End-to-End Style Transfer Tutorial
I spent most of this week working on the in-game style transfer tutorial. I trimmed down the code for the two style transfer models that will be used. There was a decent amount of code that wasn’t needed for the video style transfer model. Hopefully that will make it a bit easier to browse through for anyone that wants to.
I also have the accompanying jupyter notebook pretty much completed. All the code is there. I just need to add the text for the tutorial.
I plan to use Google Colab for the tutorial so anyone following it won’t be required to get PyTorch running on their computer. I need to run the notebook on Colab to make sure the default compute resources are adequate.
I’m probably going to use Unity’s FPS Microgame for this tutorial. It should take less time to download and open than the Kinematica demo. I decided to go with Unity’s video recorder for capturing the training images from the target video game. That should mean that Unity is the only applications that needs be installed to complete the tutorial. Well, that and a web browser.
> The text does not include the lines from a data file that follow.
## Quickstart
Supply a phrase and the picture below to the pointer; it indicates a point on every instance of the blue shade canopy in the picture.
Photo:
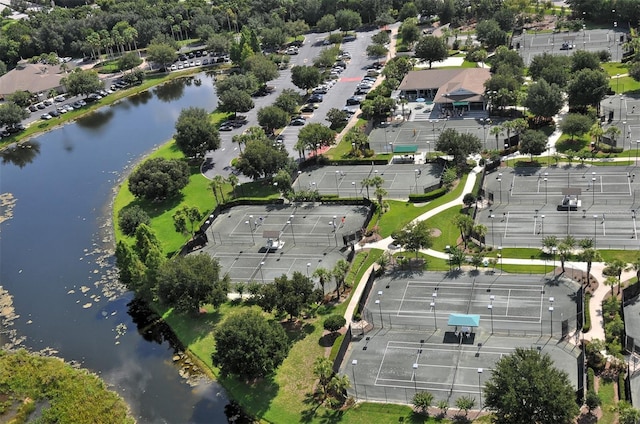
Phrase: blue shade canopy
(464, 320)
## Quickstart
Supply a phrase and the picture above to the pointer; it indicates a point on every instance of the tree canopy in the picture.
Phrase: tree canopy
(82, 82)
(195, 133)
(413, 237)
(188, 282)
(431, 49)
(525, 387)
(261, 158)
(458, 145)
(305, 77)
(249, 345)
(159, 178)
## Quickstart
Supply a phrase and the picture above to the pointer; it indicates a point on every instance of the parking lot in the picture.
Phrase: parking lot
(414, 349)
(524, 206)
(399, 180)
(531, 44)
(311, 237)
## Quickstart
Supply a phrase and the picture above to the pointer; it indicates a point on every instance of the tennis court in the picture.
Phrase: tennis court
(399, 181)
(261, 243)
(413, 349)
(527, 204)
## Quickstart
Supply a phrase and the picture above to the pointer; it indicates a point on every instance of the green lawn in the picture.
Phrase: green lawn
(606, 391)
(401, 213)
(285, 397)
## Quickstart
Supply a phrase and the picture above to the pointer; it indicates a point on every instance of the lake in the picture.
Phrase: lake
(56, 253)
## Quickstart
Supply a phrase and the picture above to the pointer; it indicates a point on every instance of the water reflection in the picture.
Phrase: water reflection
(141, 98)
(171, 91)
(20, 154)
(96, 120)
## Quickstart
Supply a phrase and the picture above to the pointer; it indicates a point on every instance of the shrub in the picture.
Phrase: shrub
(587, 314)
(622, 393)
(334, 322)
(417, 198)
(130, 218)
(591, 376)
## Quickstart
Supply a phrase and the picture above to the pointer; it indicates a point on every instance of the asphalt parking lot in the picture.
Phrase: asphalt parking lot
(399, 180)
(523, 206)
(414, 349)
(312, 235)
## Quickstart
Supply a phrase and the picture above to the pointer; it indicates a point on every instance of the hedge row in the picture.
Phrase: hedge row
(587, 314)
(336, 348)
(591, 378)
(434, 194)
(622, 393)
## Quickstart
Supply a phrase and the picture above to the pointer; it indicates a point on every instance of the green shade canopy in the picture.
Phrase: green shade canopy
(410, 148)
(464, 320)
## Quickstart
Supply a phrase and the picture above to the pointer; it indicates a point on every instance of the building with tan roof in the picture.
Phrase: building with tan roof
(33, 77)
(450, 89)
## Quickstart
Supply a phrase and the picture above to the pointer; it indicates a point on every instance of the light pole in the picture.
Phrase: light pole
(353, 372)
(251, 231)
(380, 309)
(490, 308)
(551, 319)
(493, 234)
(480, 370)
(291, 223)
(261, 274)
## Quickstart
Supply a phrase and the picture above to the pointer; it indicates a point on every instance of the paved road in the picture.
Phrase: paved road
(335, 98)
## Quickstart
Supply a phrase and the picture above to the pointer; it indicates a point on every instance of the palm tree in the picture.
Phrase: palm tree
(323, 275)
(464, 224)
(496, 131)
(233, 180)
(340, 273)
(596, 132)
(635, 266)
(323, 369)
(614, 269)
(481, 231)
(590, 255)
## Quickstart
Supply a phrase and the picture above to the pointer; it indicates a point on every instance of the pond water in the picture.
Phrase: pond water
(56, 254)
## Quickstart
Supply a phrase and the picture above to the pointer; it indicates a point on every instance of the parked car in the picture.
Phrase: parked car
(308, 108)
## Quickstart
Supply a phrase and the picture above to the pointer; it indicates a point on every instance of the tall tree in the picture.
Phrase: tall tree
(249, 345)
(188, 282)
(413, 237)
(458, 145)
(544, 99)
(431, 49)
(195, 133)
(525, 388)
(82, 82)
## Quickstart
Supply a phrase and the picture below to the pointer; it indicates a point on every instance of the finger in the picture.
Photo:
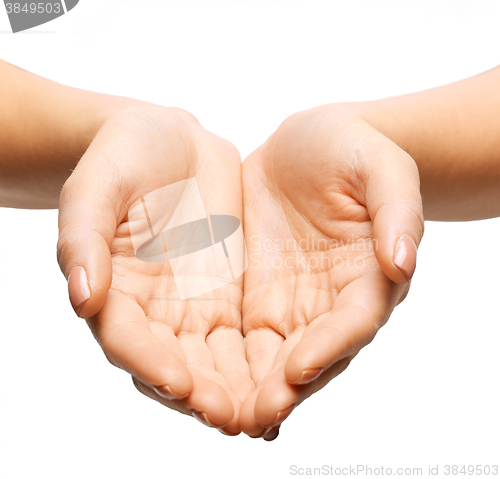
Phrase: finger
(200, 360)
(122, 330)
(203, 403)
(89, 211)
(228, 351)
(395, 207)
(277, 398)
(359, 311)
(262, 346)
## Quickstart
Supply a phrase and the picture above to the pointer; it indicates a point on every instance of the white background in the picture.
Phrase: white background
(426, 391)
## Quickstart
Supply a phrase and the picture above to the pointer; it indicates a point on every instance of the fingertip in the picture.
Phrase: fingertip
(304, 376)
(78, 288)
(405, 257)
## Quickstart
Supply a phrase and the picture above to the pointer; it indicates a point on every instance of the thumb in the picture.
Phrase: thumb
(87, 224)
(395, 208)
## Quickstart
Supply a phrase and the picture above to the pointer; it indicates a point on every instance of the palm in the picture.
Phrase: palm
(313, 280)
(144, 327)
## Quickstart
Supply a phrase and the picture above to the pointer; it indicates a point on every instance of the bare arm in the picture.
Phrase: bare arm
(45, 128)
(453, 134)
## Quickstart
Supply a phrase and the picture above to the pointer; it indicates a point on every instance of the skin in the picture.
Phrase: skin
(334, 189)
(322, 215)
(188, 355)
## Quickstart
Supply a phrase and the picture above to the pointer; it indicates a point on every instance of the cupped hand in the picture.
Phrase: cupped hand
(333, 218)
(189, 355)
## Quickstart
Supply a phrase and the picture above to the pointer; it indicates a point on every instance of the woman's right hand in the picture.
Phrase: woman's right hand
(189, 355)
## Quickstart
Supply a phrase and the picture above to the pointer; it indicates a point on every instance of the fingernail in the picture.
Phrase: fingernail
(309, 375)
(271, 434)
(202, 417)
(78, 287)
(225, 432)
(405, 256)
(165, 392)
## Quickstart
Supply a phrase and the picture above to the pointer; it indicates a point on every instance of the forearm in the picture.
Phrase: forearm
(453, 134)
(45, 128)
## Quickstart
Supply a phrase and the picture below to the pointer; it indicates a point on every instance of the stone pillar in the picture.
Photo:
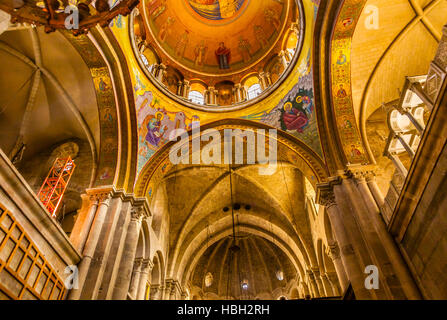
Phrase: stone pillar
(333, 279)
(161, 71)
(419, 91)
(84, 221)
(375, 190)
(306, 293)
(97, 269)
(239, 94)
(319, 281)
(180, 88)
(146, 269)
(126, 264)
(212, 96)
(328, 289)
(155, 292)
(295, 27)
(334, 254)
(419, 126)
(313, 284)
(103, 199)
(398, 164)
(392, 263)
(283, 57)
(263, 82)
(154, 69)
(135, 282)
(405, 145)
(350, 259)
(186, 89)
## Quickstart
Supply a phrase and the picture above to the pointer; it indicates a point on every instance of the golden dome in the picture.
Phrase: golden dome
(217, 45)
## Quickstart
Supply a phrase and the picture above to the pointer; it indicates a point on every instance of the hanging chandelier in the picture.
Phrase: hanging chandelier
(75, 15)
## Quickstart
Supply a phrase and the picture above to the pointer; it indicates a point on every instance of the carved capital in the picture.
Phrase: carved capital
(147, 265)
(360, 173)
(327, 198)
(137, 213)
(333, 251)
(137, 263)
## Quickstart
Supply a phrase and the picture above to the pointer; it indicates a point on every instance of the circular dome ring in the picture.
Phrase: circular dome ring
(227, 108)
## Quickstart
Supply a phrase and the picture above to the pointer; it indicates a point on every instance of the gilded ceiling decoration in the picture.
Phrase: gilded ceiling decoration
(287, 105)
(216, 37)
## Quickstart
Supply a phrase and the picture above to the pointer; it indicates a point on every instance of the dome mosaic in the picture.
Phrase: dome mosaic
(217, 52)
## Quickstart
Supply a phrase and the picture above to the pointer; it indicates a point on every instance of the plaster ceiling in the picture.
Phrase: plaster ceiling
(51, 101)
(257, 262)
(190, 32)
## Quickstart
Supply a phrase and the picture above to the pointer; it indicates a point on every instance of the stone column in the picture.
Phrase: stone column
(295, 27)
(329, 291)
(334, 254)
(268, 77)
(419, 126)
(155, 292)
(313, 284)
(103, 199)
(126, 264)
(212, 96)
(186, 89)
(283, 57)
(161, 71)
(318, 281)
(375, 190)
(393, 264)
(180, 88)
(333, 279)
(305, 288)
(154, 69)
(398, 164)
(146, 269)
(136, 274)
(419, 91)
(238, 88)
(84, 221)
(405, 145)
(5, 19)
(263, 82)
(349, 258)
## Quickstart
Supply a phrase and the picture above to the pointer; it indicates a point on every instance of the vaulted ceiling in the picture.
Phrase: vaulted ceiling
(392, 40)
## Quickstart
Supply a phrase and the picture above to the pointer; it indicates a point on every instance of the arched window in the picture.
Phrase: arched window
(196, 97)
(254, 91)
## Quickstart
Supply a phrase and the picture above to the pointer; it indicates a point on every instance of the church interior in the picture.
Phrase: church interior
(348, 95)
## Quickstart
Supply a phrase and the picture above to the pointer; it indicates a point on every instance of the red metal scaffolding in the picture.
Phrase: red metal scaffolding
(53, 188)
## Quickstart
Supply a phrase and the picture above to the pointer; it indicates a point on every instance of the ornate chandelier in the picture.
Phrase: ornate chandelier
(75, 15)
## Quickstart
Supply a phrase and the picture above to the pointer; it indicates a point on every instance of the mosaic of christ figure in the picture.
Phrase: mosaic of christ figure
(216, 9)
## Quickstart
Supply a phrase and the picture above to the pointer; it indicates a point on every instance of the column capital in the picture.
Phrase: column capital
(326, 198)
(138, 263)
(147, 264)
(137, 213)
(360, 173)
(100, 195)
(333, 250)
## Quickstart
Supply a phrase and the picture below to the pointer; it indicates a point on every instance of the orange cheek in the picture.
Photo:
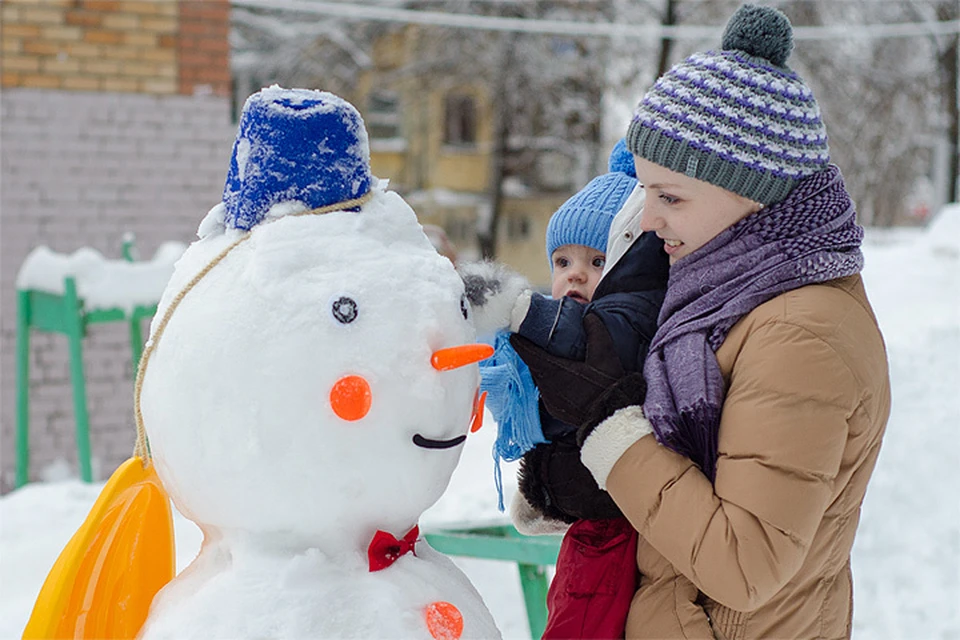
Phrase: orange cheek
(476, 421)
(350, 397)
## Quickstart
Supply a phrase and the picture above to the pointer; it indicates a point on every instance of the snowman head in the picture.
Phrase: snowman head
(295, 391)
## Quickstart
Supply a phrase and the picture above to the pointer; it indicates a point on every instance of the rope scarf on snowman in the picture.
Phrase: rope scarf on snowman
(142, 447)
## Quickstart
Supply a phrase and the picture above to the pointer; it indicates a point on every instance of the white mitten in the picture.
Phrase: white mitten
(531, 522)
(499, 296)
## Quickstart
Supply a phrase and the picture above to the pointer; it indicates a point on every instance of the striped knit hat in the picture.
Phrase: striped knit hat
(737, 118)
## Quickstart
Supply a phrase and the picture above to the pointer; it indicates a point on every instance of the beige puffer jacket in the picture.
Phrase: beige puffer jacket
(765, 551)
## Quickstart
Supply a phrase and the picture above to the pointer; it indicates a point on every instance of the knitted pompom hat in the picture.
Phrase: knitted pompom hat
(585, 218)
(737, 118)
(299, 148)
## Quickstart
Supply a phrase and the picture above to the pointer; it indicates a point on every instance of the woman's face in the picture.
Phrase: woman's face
(687, 213)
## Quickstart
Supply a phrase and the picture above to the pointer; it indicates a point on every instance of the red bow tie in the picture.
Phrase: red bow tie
(384, 549)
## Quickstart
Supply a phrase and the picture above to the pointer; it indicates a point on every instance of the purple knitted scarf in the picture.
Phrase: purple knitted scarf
(809, 237)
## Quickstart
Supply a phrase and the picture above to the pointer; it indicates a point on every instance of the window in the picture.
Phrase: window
(460, 120)
(383, 115)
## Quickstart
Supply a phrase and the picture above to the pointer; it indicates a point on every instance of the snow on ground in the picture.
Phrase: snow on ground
(906, 558)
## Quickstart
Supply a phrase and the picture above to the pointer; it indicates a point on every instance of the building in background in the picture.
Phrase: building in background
(116, 118)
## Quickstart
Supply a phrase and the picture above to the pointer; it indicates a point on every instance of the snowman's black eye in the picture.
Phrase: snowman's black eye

The rest of the tutorial should be pretty similar to the basic tutorial I did previously.
I also came across an implementation of the model that Unity started with for their in-game style transfer project. It actually does such a good job applying styles that I was tempted to redo the jupyter notebook I’d just completed to use it instead.
However, it looks like it takes considerably more time to fully train than the single style models that I’m currently using. Therefore, I’ll leave the tutorial as is and probably make a separate post for using this model in the future. I still need to convert the model and training code to PyTorch anyways.
I started to brush up on C++ in preparation for working with Unreal Engine and PyTorch’s C++ interface. I’m looking forward to finally using this language on something other than homework. C++ was actually the first programming language I learned but I never used it outside of class. Python was the first language I used to make stuff on my own time. It was a bit odd picking up Python initially since so much is handled automatically. I constantly felt like I was forgetting to do something.
I’d also like to see what performance gains there might be from using Nvidia’s TensorRT library. It supports ONNX models so I should be able to directly compare performance vs Barracuda. Of course I’d lose the multi-platform compatibility that Unity provides with the Barracuda library. I didn’t fully appreciate that feature until I learned that someone was following my PoseNet tutorial on a MacBook.
Links of the Week
A group of independent researchers is developing an open source, free-to-use version of OpenAI’s GPT-3 language model.
I learned about this drawing and painting software over the weekend called Clip Studio Paint. It has a lot of features to enhance and speed up creating art. One of the features that caught my eye was the ability to pose a virtual 3D human figure based on a reference image.
A three-part series designed to help familiarize people with the tools to make visual, data-driven essays created by The Pudding.